A huge asterisk followed by a question mark has to be added to these supposedly true events, because they do involve a scene between Pamela and Hugh Hefner. Now, Anderson has spoken fondly and consistently of Hefner her whole life, saying he was like a fatherly figure to her, always supportive and that's it.
The Playboy founder, though, is being painted in a very different way by some of the other women who've been a part of his life, with a whole slew of scathing allegations. But this is Pamela's story, and this is the Hef she portrays. It's also possible that he could have been this supportive, fatherly figure to Pamela while being something entirely different with some of the other women.
Regardless, the portrayal here again pushed back against the narrative of Pamela as some morally depraved woman peddling in pornography for money. And we also don't know how accurate the deposition scene was. We know Pamela believes it was invasive and awful, and that's certainly what viewers were presented with.
The attorney went so far as to ask Pamela on multiple occasions to identify the two people in different scenes from the stolen tape, though it's clearly the same people throughout.
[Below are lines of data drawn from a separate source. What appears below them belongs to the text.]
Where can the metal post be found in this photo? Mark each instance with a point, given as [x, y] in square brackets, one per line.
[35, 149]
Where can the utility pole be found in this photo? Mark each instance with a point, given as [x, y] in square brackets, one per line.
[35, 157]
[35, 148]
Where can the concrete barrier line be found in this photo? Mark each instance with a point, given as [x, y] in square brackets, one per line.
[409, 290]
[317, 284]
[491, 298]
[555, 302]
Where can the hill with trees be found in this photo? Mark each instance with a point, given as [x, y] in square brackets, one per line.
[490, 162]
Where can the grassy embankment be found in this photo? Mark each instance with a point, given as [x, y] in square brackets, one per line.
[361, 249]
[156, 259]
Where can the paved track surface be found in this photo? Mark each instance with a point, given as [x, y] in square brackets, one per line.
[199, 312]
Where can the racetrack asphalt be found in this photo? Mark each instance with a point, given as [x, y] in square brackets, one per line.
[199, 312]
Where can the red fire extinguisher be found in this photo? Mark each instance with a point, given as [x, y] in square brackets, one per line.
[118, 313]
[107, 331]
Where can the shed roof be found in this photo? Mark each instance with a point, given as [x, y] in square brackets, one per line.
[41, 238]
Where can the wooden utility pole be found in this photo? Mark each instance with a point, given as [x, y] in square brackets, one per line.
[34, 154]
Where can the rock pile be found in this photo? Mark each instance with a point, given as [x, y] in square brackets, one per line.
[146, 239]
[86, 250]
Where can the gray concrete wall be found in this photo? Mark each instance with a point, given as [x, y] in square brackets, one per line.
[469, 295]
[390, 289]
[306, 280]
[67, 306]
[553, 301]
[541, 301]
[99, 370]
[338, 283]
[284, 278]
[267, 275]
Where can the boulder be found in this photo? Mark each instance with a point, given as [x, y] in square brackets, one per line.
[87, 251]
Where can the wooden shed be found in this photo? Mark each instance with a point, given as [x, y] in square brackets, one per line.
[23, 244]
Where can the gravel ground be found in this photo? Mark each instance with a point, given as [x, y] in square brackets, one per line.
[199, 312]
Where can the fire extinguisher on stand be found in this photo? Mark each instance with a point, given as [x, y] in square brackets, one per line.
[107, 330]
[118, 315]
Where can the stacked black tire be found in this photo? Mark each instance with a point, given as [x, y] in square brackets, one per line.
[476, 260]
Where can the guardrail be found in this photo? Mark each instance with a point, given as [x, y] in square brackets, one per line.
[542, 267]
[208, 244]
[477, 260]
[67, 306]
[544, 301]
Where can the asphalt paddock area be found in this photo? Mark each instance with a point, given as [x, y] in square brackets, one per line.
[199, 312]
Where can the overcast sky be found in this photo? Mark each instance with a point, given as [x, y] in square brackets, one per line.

Is this necessary? Was having her watch any of it necessary? Or was it all about creating narratives where there was at least a chance that she was this morally bankrupt slut.
In the end, Pamela had to flee the meeting room, sick to her stomach. It was here where we discovered she appears to again be pregnant, adding yet another layer of emotions on top of what she's already been going through and was going through in that moment.
But when she got back into that room, she again was able to take control. When the attorney called for them to reconvene and pick up again the next day, Pamela pulled her lawyer aside and said she was done. Either he makes it over or she finds a new lawyer.
Then, after all the other attorneys left, Pamela sat down again at the table so that she could leave in full control of herself, with her dignity and agency intact. Focusing on her slowly gathering her things and stepping out of the room, with a kind word for the cleaning staff, showed that even this violation wasn't going to win.
From the beginning, with a flashback to when she was first discovered, we saw a Pamela who was seen for her sexuality and surrounded by insecure men who tried to control her. Her first boyfriend that we saw treated her like dirt dismissively and even threw something at her over the thought of her posing for Playboy.
She walked away from that, but that weakness for bad boys never quite left her. Again and again, she found herself surrounded by men who wanted to weaponize her sexuality against her and/or wanted to control her in some way. Even Tommy, for all that he seemed to genuinely love her, was very controlling of her.
It was enough that she questions herself constantly, deferring to the men in her life. It's only in this moments where she fights for herself, like walking out on her Canadian boyfriend for America and Playboy and shutting down the deposition, that she's able to fully claim her independence and stand in her power.
Pamela is such a complex character, because of how sex positive she's been in her life and career, and how much it's also hurt her personally and professionally. What was effective about this episode was that the creative team behind the show didn't shy away from that complexity.
She's certainly not the only woman who found strength in her very womanhood and sexuality only to have it turned around and used against her, making this story even bigger than just what happened to Pamela Anderson.
It is what movements like #MeToo are pushing back against and trying to expose at the same time. It is what happens, in different ways, to women every day. Too many women can probably recognize themselves in all the sides of Pamela's story -- if not exactly -- and not enough men men can probably recognize their role in making women feel the ways Pamela was made to feel.
New episodes of "Pam & Tommy" drop every Wednesday on Hulu.